Утром Кирюшкин позвонил по телефону, спросил, знает ли он, что такое богема, Александр ответил, что имеет отдаленное представление, после чего был приглашен на квартиру одного известного художника, где соберутся студенты, всякая тыловая шантрапа, но будут и свои ребята, которых он, Александр, уже знает.
Они запоздали (так хотел Кирюшкин), а когда на третьем этаже большого дома в конце Кропоткинской вошли в квартиру художника, дохнувшую папиросным дымом, накатом перемешанных голосов, запахом еды и вина, Кирюшкин поднял руку, приветствуя всех сразу: «Вилькомен, дамен унд херен!» — и сейчас же подвел Александра к ближней танцующей паре, дружески похлопал по спине молодого человека с женственными пухлыми губами, сказал шутливо: «Ос-сади на плитуар», — и осторожно взял под локоть длинноногую девушку, заметную рассыпанными по плечам золотистыми волосами; она приветливо улыбнулась ему, слегка тряхнула головой, прямо и удивленно посмотрела на Александра, когда Кирюшкин, по-прежнему несерьезно, сказал: «Это герцогиня Лю, или Людмила, будущее светило медицины, а это лейтенант гвардии Саша, или Александр, бывший командир взвода разведки».
С той же смелостью глядя ему в глаза, она протянула руку, и он так нерассчитанно пожал ее теплые пальцы, что она немного наморщила лоб, но сказала тоном гостеприимной хозяйки, принимавшей давно знакомого гостя:
— Сегодня за столом никто не сидит. Стол, как видите, вон там, у стены. Каждый наливает сам себе. Пожалуйста, Александр.

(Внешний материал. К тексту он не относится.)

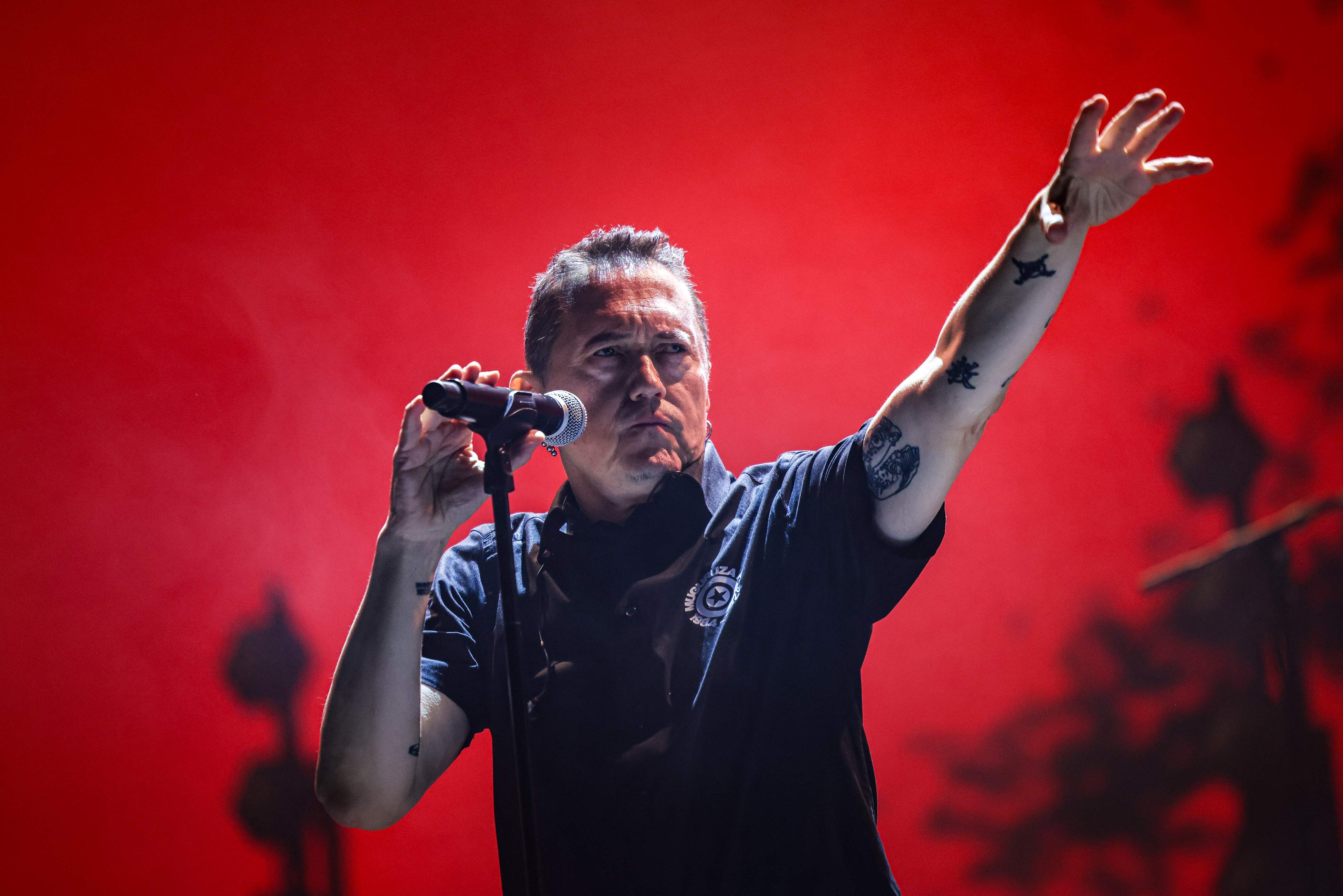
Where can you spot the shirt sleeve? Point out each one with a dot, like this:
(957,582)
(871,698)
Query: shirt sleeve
(453,651)
(835,511)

— Чувствуй себя, как в голубятне Логачева, — приободрил Кирюшкин. — Помню, ты водку не пьешь, пей вино. И знакомься, с кем душа пожелает.
Вероятно, этот парень не знал, что такое невозможность; сухощавый, крепкий в плечах, одет он был сейчас в щегольские белые брюки, черный обталенный пиджак; мягкая рубашка с расстегнутым воротом; жесткие зеленые глаза светились усмешливой дерзостью.
— Занимай выгодную позицию, Александр, — сказал он весело.
Тут же к Кирюшкину суетливо подошел вылощенный человек с толстыми бровями, с желчно опущенными уголками рта, приветственно сделал ныряющее движение морщинистой шеей, туго стянутой воротничком с клетчатой бабочкой, спросил скрипучим голосом:
— Как ваше дело ладится?
— Что?
— Как ваше дело ладится?
— А вам, простите, какое дело?
— Аркадий — парень из окопов, поэтому еще не отвык говорить грубости, — со строгой укоризной остановила его Людмила. — Лучше познакомьтесь. Это Евгений Григорьевич Панарин, прекрасный художник, ценитель, скупщик картин, хозяин этой квартиры.
— Лю, виноват, — Кирюшкин изобразил повинное выражение поклоном своей белокурой головы. — И вы, Евгений Григорьевич, примите тысячу извинений от огрубевшего в окопной грязи солдафона. Дела мои ладятся прекрасно. Но в живописи не понимаю ни гу-гу. Моя стихия — иная.
— Чудно, чудно.
Евгений Григорьевич нервно дернул подбородком, поправляя бабочку, еще ниже опустил желчные уголки рта и отошел как-то боком, точно бы опасаясь повторной грубой выходки Кирюшкина, который, нежно усмехаясь, легонько притянул к себе Людмилу и — как ребенка — поцеловал ее в кончик носа.